On Wed, 17 Feb 2021, Song Bao Hua (Barry Song) wrote:

> > On Sat, 13 Feb 2021, Song Bao Hua (Barry Song) wrote:
> >
> > >
> > > So what is really confusing and a pain to me is that: For years
> > > people like me have been writing device drivers with the idea that
> > > irq handlers run with interrupts disabled after those commits in
> > > genirq. So I don't need to care about if some other IRQs on the same
> > > cpu will jump out to access the data the current IRQ handler is
> > > accessing.
> > >
> > > but it turns out the assumption is not true on some platform. So
> > > should I start to program devices driver with the new idea
> > > interrupts can actually come while irqhandler is running?
> > >
> > > That's the question which really bothers me.
> > >
> >
> > That scenario seems a little contrived to me (drivers for two or more
> > devices sharing state through their interrupt handlers). Is it real? I
> > suppose every platform has its quirks. The irq lock in
> > sonic_interrupt() is only there because of a platform quirk (the same
> > device can trigger either of two IRQs). Anyway, no-one expects all
> > drivers to work on all platforms; I don't know why it bothers you so
> > much when platforms differ.
>
> Basically, we wrote drivers with the assumption that this driver will be
> cross-platform. (Of course there are some drivers which can only work on
> one platform, for example, if the IP of the device is only used in one
> platform as an internal component of a specific SoC.)
>
> So once a device has two or more interrupts, we need to consider one
> interrupt might preempt another one on m68k on the same cpu if we also
> want to support this driver on m68k. this usually doesn't matter on
> other platforms.
>

When users show up who desire to run your drivers on their platform, you
can expect them to bring patches and a MAINTAINERS file entry. AFAIK,
Linux development has always worked that way.
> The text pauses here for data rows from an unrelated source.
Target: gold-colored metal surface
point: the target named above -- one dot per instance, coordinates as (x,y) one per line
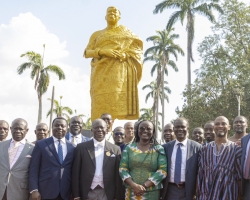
(116,69)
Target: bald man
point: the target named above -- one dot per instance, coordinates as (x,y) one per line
(168,132)
(95,172)
(4,130)
(15,160)
(42,132)
(129,132)
(219,160)
(198,135)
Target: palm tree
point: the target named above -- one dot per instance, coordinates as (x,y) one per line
(164,47)
(156,94)
(148,115)
(88,124)
(188,9)
(59,110)
(40,73)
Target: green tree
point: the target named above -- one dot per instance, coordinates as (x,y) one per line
(147,114)
(88,124)
(187,10)
(164,46)
(225,67)
(155,93)
(59,110)
(41,75)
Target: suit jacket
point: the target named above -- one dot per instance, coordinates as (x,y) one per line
(84,139)
(193,149)
(47,174)
(16,178)
(84,166)
(244,142)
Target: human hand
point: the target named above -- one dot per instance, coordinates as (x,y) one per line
(35,195)
(238,142)
(138,189)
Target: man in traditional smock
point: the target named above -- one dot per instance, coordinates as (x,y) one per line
(219,175)
(116,69)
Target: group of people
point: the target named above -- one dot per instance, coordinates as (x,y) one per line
(126,163)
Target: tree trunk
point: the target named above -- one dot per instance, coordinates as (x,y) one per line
(188,59)
(39,120)
(157,114)
(162,100)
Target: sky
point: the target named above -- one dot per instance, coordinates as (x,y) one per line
(64,26)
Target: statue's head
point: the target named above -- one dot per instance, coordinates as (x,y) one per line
(113,15)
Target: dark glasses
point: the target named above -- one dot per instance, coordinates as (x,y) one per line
(119,133)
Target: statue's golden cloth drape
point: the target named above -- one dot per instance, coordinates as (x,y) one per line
(113,84)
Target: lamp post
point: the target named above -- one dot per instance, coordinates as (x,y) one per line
(238,92)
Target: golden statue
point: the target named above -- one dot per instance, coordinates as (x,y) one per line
(116,69)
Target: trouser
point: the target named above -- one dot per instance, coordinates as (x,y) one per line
(5,195)
(97,194)
(57,198)
(175,193)
(246,190)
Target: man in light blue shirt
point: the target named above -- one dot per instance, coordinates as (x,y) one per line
(75,127)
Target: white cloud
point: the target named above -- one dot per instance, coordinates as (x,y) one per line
(18,96)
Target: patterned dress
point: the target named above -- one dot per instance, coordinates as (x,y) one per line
(142,166)
(219,172)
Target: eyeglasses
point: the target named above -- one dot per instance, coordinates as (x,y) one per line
(107,119)
(119,133)
(145,128)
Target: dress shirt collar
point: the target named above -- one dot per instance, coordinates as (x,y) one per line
(184,142)
(96,143)
(77,136)
(62,140)
(23,141)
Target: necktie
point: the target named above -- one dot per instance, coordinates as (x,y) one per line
(177,171)
(60,152)
(247,166)
(12,152)
(74,140)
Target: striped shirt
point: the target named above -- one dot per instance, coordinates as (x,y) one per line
(219,172)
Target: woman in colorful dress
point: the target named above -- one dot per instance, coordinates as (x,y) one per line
(143,165)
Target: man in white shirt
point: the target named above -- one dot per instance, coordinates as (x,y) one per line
(15,157)
(95,170)
(50,167)
(75,127)
(182,156)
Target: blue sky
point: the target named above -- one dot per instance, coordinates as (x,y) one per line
(65,27)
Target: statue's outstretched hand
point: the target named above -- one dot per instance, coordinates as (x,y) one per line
(110,53)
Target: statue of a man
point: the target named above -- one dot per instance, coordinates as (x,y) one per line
(116,69)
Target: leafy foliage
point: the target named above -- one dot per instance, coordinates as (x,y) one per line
(225,67)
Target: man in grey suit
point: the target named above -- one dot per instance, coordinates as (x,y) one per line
(182,158)
(245,167)
(14,166)
(95,170)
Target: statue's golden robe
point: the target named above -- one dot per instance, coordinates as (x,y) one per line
(113,84)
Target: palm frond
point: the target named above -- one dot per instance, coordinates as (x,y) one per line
(57,70)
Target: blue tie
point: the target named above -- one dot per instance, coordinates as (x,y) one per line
(177,171)
(60,153)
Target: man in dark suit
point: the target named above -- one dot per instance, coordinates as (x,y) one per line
(182,158)
(4,130)
(95,171)
(75,127)
(245,166)
(50,166)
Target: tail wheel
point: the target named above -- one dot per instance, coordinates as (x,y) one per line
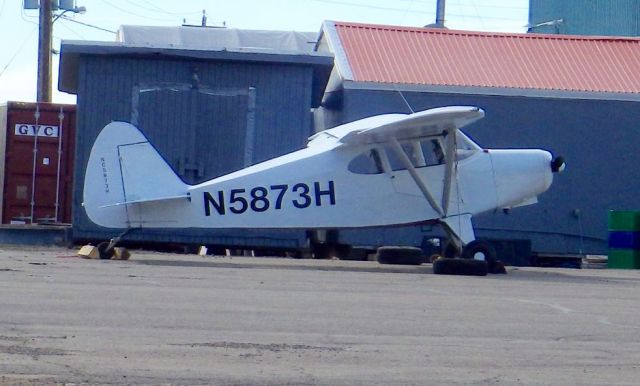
(480,250)
(104,250)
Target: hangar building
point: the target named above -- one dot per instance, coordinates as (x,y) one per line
(211,100)
(215,100)
(575,96)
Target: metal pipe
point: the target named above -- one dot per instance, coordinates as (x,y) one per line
(440,13)
(44,51)
(57,206)
(35,162)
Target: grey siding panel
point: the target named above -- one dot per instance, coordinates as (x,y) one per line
(602,157)
(587,17)
(199,134)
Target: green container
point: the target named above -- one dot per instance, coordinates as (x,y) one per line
(624,220)
(624,259)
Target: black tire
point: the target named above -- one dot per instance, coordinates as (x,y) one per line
(104,251)
(400,255)
(463,267)
(480,250)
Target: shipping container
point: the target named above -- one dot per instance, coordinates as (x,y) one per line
(36,162)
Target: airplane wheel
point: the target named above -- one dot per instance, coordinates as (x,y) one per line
(400,255)
(463,267)
(104,250)
(480,250)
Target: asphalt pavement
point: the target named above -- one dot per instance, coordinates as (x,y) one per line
(185,319)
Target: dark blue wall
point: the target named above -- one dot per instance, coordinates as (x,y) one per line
(238,113)
(586,17)
(599,139)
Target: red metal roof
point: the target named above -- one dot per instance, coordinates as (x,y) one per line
(433,56)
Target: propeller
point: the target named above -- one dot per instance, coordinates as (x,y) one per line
(557,164)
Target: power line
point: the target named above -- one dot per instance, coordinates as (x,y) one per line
(370,6)
(123,10)
(87,24)
(154,8)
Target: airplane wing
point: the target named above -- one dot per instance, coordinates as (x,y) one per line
(421,124)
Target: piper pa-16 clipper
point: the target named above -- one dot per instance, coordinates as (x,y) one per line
(383,170)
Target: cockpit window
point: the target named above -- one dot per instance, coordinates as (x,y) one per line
(433,152)
(366,163)
(465,146)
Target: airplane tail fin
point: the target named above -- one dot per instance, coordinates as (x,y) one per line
(123,173)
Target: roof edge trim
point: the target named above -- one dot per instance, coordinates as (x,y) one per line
(497,91)
(335,45)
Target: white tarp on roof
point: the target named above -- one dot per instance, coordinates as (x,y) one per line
(200,38)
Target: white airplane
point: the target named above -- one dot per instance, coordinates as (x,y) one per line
(384,170)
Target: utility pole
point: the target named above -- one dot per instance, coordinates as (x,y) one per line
(44,51)
(440,13)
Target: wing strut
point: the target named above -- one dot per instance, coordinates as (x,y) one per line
(450,155)
(406,162)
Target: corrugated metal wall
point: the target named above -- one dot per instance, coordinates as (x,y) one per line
(586,17)
(598,138)
(206,118)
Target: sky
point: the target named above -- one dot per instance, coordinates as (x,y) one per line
(19,27)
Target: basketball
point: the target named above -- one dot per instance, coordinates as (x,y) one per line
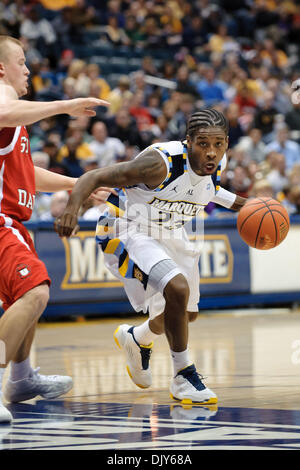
(263,223)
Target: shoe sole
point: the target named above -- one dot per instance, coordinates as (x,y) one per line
(188,401)
(6,420)
(58,394)
(127,367)
(44,395)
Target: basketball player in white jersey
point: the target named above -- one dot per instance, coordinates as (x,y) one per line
(148,248)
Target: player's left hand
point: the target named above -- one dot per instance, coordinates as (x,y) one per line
(66,225)
(101,194)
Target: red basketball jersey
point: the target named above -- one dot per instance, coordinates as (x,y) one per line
(17,179)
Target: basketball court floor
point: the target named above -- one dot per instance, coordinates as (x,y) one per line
(251,360)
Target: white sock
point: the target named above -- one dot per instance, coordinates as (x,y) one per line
(20,370)
(181,360)
(143,334)
(2,372)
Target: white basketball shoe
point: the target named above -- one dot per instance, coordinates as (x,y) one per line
(188,388)
(137,356)
(47,386)
(5,414)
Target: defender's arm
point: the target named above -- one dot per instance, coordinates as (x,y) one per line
(149,169)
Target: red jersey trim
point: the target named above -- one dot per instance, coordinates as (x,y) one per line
(9,148)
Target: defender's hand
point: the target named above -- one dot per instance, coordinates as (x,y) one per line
(83,106)
(66,225)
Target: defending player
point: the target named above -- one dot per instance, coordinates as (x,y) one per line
(166,185)
(24,281)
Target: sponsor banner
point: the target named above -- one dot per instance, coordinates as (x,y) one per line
(76,265)
(277,270)
(232,275)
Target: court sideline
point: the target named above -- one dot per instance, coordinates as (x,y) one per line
(251,360)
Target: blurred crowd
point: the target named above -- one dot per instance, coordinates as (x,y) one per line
(174,57)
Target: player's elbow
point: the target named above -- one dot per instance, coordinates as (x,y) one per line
(5,117)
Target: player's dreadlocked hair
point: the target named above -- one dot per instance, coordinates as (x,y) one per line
(206,118)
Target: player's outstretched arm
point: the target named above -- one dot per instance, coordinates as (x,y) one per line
(238,203)
(149,169)
(229,200)
(15,112)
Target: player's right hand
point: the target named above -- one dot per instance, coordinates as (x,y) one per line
(83,106)
(66,224)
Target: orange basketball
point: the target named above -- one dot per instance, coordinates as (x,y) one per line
(263,223)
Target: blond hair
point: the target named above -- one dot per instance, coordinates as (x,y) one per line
(3,45)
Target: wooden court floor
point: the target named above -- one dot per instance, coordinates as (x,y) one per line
(250,358)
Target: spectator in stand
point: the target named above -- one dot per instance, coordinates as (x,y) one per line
(139,84)
(184,83)
(77,71)
(115,35)
(106,150)
(40,33)
(292,119)
(209,88)
(262,188)
(253,145)
(195,32)
(286,198)
(141,114)
(282,144)
(235,128)
(277,176)
(264,118)
(93,72)
(239,181)
(51,149)
(272,56)
(281,91)
(244,98)
(118,94)
(222,42)
(69,158)
(135,38)
(124,128)
(295,193)
(58,202)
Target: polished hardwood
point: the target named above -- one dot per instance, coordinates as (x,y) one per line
(250,358)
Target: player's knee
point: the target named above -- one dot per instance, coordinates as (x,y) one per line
(177,291)
(193,316)
(38,298)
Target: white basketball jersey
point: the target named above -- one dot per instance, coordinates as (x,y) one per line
(182,196)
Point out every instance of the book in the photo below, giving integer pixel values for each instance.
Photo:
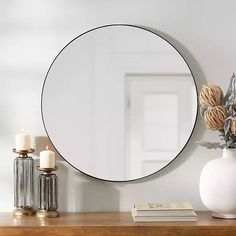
(163, 218)
(163, 213)
(172, 211)
(164, 206)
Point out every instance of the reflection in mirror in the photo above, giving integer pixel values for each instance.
(119, 103)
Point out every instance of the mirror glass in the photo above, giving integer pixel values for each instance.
(119, 102)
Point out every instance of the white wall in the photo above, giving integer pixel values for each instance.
(33, 32)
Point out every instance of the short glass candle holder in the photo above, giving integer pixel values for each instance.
(24, 183)
(47, 193)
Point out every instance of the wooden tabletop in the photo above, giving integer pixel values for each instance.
(112, 224)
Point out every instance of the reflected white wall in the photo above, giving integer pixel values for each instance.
(33, 32)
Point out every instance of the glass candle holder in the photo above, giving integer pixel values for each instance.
(47, 193)
(24, 183)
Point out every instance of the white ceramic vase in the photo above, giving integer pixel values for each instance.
(218, 185)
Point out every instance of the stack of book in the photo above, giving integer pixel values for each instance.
(172, 211)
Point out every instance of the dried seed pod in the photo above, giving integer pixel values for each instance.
(214, 117)
(210, 95)
(233, 126)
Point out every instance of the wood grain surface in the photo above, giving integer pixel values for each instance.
(102, 224)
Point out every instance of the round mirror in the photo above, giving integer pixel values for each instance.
(119, 102)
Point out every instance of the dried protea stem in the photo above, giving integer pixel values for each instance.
(233, 126)
(234, 104)
(210, 95)
(214, 117)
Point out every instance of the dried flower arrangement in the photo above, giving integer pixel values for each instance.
(218, 113)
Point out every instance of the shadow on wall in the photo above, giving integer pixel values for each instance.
(93, 195)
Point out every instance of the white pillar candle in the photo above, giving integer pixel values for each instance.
(47, 159)
(22, 141)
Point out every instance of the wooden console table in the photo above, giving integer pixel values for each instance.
(102, 224)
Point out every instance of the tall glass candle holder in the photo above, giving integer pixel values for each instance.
(47, 193)
(23, 183)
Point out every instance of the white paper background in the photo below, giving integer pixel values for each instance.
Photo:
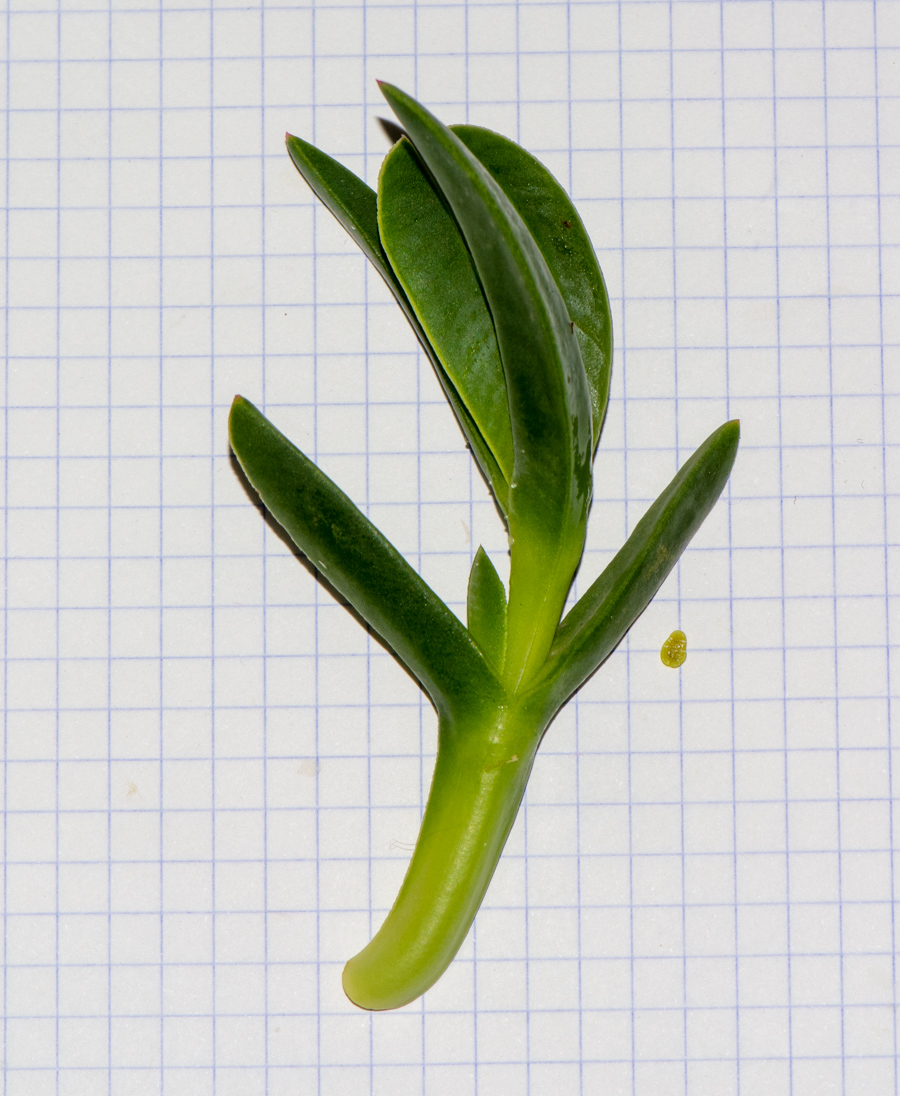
(213, 778)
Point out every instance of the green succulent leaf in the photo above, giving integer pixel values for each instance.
(601, 618)
(487, 609)
(354, 205)
(362, 564)
(548, 396)
(494, 271)
(433, 264)
(559, 232)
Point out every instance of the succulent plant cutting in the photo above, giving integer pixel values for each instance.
(496, 273)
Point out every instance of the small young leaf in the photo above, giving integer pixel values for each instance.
(487, 609)
(601, 618)
(354, 204)
(362, 564)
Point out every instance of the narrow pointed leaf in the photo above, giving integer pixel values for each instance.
(354, 205)
(351, 200)
(604, 614)
(487, 609)
(433, 264)
(548, 395)
(558, 230)
(362, 564)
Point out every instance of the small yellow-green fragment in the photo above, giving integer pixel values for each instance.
(674, 650)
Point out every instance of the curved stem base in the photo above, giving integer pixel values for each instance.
(479, 779)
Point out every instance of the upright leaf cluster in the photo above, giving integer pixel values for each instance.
(493, 269)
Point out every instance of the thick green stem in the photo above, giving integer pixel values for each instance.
(479, 779)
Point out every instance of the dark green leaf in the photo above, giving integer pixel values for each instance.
(548, 394)
(558, 230)
(603, 615)
(362, 564)
(487, 609)
(433, 264)
(354, 204)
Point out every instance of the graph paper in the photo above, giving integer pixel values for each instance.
(213, 777)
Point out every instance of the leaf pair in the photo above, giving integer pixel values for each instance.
(414, 241)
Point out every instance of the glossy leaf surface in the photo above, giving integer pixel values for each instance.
(433, 264)
(547, 388)
(560, 235)
(354, 205)
(362, 564)
(597, 623)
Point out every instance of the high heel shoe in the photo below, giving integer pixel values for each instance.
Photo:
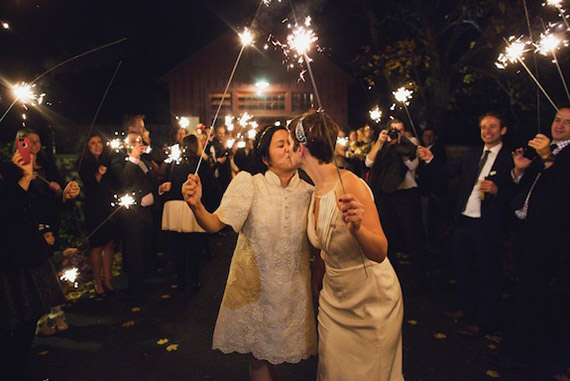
(99, 290)
(59, 320)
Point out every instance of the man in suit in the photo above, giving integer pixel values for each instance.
(482, 216)
(392, 180)
(542, 209)
(137, 222)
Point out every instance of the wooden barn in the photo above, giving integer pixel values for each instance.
(262, 86)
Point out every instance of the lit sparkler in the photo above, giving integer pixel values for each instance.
(514, 52)
(246, 37)
(25, 93)
(403, 95)
(375, 114)
(175, 154)
(183, 122)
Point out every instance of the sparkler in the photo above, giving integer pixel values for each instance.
(125, 201)
(548, 44)
(514, 53)
(561, 11)
(376, 114)
(246, 39)
(183, 122)
(404, 96)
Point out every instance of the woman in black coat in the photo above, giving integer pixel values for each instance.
(188, 239)
(100, 187)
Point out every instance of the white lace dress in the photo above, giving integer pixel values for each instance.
(360, 311)
(267, 309)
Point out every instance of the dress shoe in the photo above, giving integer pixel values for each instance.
(471, 330)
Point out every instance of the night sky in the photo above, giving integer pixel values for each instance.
(160, 35)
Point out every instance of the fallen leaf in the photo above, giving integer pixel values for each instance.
(492, 373)
(494, 338)
(172, 347)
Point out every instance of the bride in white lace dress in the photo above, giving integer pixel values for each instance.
(360, 303)
(267, 306)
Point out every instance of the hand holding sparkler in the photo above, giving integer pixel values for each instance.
(192, 191)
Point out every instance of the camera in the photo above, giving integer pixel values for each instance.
(529, 152)
(393, 133)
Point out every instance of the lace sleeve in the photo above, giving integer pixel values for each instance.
(237, 200)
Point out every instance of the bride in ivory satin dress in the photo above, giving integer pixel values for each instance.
(360, 303)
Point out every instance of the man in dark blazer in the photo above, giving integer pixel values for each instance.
(542, 209)
(137, 222)
(482, 221)
(393, 163)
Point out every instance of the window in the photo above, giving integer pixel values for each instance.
(216, 98)
(301, 101)
(261, 102)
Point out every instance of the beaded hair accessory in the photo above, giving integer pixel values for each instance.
(300, 132)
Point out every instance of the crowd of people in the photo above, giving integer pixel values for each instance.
(320, 221)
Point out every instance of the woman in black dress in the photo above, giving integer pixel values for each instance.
(188, 239)
(100, 187)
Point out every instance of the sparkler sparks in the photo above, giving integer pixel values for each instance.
(246, 37)
(175, 154)
(403, 95)
(25, 94)
(375, 114)
(549, 43)
(183, 122)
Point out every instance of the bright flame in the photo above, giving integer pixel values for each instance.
(302, 38)
(342, 141)
(244, 119)
(246, 37)
(183, 122)
(70, 275)
(375, 114)
(175, 155)
(548, 44)
(513, 52)
(126, 201)
(251, 134)
(403, 95)
(25, 94)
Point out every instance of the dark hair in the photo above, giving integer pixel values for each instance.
(320, 131)
(191, 146)
(129, 121)
(494, 115)
(261, 145)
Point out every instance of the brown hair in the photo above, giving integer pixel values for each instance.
(320, 131)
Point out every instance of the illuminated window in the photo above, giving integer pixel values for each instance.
(301, 101)
(266, 101)
(216, 98)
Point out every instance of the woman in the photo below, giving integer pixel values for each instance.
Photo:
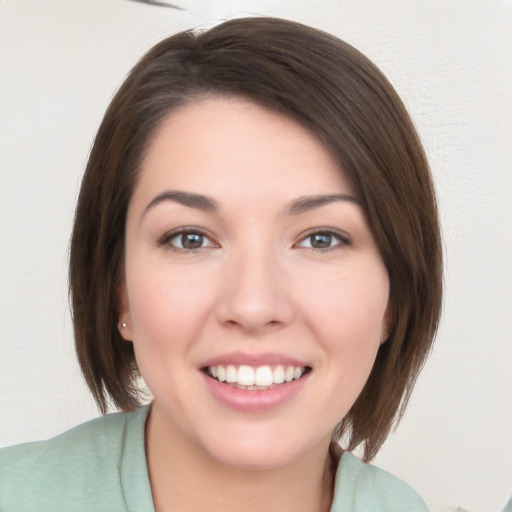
(257, 236)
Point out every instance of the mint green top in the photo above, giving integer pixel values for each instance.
(101, 466)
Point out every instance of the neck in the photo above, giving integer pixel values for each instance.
(185, 478)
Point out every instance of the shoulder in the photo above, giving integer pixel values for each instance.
(73, 467)
(361, 487)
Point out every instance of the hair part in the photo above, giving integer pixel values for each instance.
(341, 97)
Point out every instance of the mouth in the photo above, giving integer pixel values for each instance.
(259, 378)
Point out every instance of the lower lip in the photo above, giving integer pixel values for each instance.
(254, 401)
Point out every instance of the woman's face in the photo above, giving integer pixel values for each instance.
(254, 293)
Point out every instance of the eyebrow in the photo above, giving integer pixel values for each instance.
(306, 203)
(189, 199)
(207, 204)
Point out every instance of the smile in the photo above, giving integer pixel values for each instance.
(257, 378)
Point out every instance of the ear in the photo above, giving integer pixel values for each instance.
(387, 324)
(124, 323)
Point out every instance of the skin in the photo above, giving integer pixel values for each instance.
(255, 286)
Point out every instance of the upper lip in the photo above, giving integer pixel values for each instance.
(255, 360)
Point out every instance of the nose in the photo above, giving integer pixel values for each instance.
(254, 296)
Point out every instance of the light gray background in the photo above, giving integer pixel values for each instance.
(60, 63)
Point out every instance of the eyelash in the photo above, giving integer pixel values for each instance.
(342, 240)
(168, 237)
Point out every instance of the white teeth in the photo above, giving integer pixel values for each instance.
(264, 376)
(261, 377)
(231, 373)
(245, 376)
(278, 375)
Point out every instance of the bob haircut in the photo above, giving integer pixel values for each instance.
(334, 91)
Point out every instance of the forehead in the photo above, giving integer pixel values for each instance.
(231, 145)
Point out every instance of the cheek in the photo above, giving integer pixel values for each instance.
(166, 309)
Besides, not all m68k platforms implement priority masking. So there's no
problem with portability to m68k per se.

> on the other hand, there are more than 400 irqs_disabled() in kernel, I
> am really not sure if they are running with the knowledge that the true
> irqs_disabled() actually means some interrupts are off and some others
> are still open on m68k.

Firstly, use of irqs_disabled() is considered an antipattern by some
developers. Please see,
https://lore.kernel.org/linux-scsi/X8pfD5XtLoOygdez@lx-t490/
and
commit e6b6be53ec91 ("Merge branch 'net-in_interrupt-cleanup-and-fixes'")

This means that the differences in semantics between the irqs_disabled()
implementations on various architectures are moot.

Secondly, the existence of irqs_disabled() call sites does not imply a
flaw in your drivers nor in the m68k interrupt scheme. The actual semantic
differences are immaterial at many (all?) of these call sites.

> Or they are running with the assumption that the true irqs_disabled()
> means IRQ is totally quiet? If the latter is true, those drivers might
> fail to work on m68k as well.
>

Yes it's possible, and that was my fear too back in 2017 when I raised the
same question with the m68k maintainer. But I never found any code making
that assumption. If you know of such a bug, do tell. So far, your fears
remain unfounded.

> Thanks
> Barry
>